Cotton Mather is front and center at the execution of the five “convicted” witches.
While all proclaim their innocence, they ask Reverend Mather to pray with them. He does. As George Burroughs stands on the ladder, the rope around his neck, he prays so diligently many people start crying. It is his final sermon and perhaps his greatest. “He gained the admiration of all present,” a spectator wrote; his words struck “like that would be produced by thunderbolts.” They knew him when he served the community. Many of them like him and wonder how they could have been fooled so completely. But they cannot forgive him.
Then Burroughs does something unexpected. In clear tones, he recites the Lord’s Prayer. The spectators are stunned: witches cannot do that. The Devil doesn’t allow it. One of the witnesses, Samuel Sewell, writes that the reverend’s perfect recitation “did much move unthinking persons.” *
There is a murmur in the crowd—folks beginning to question if somehow a mistake has been made. People were so upset, said one spectator, “there was fear that it seemed to some that the spectators would hinder the execution.” The afflicted girls speak up: they see the Devil standing near Burroughs, dictating the correct words of the Lord’s Prayer.
On horseback, twenty-nine-year-old Cotton Mather has been watching closely as the executions unfold.
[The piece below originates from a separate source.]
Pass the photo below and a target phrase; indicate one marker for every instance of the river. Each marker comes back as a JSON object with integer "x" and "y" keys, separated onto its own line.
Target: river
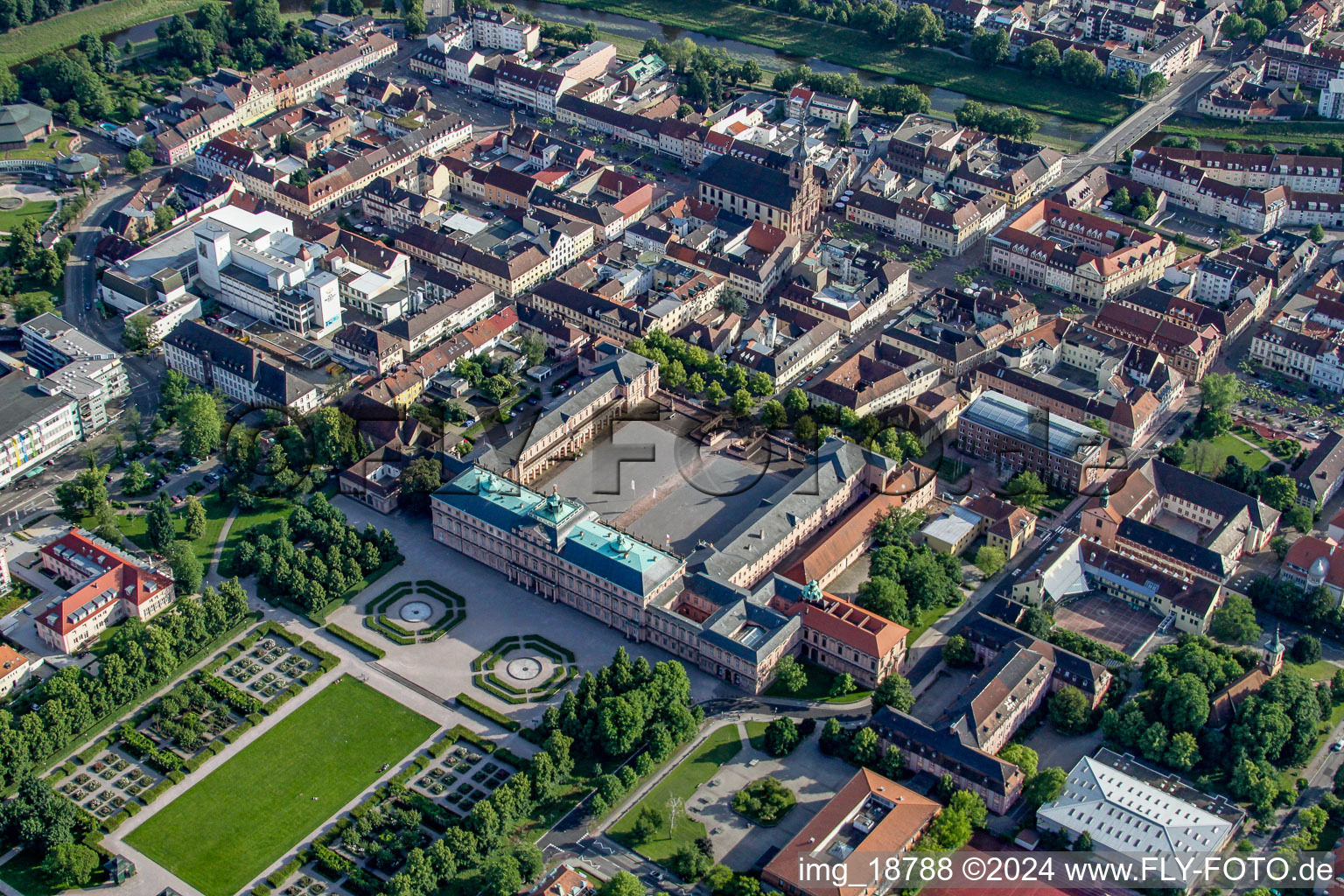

He’s pleased death day has finally come. But the prayer causes everything to stop. The spectators turn to him. He understands their confusion but says, “The Devil has often been transformed into an angel of light. Satan is a cunning enemy.”
The crowd is appeased. The nooses tighten.
The bodies are taken down and buried in a single unmarked grave. It is done so quickly, rumors circulate, that parts of Burroughs’s body poke up out of the shallow ditch.
Elizabeth Proctor is spared. She remains in prison until winter, awaiting the birth of her child. By the time John Proctor III is born in January 1693, the witch fervor has somewhat quieted. However, Judge William Stoughton will not relent. He makes a last-minute effort to have Elizabeth executed—but fails. She is eventually released.
Ironically, having been convicted, she is still considered a witch. All of her property is gone. It takes more than a decade before a portion of it is restored.
There have now been eleven accused of being witches executed in Salem. All citizens live in fear they could be next. Well, almost all.
For Increase and Cotton Mather, the witch executions are bringing fame and prosperity. They are absolutely happy to be doing the Lord’s work.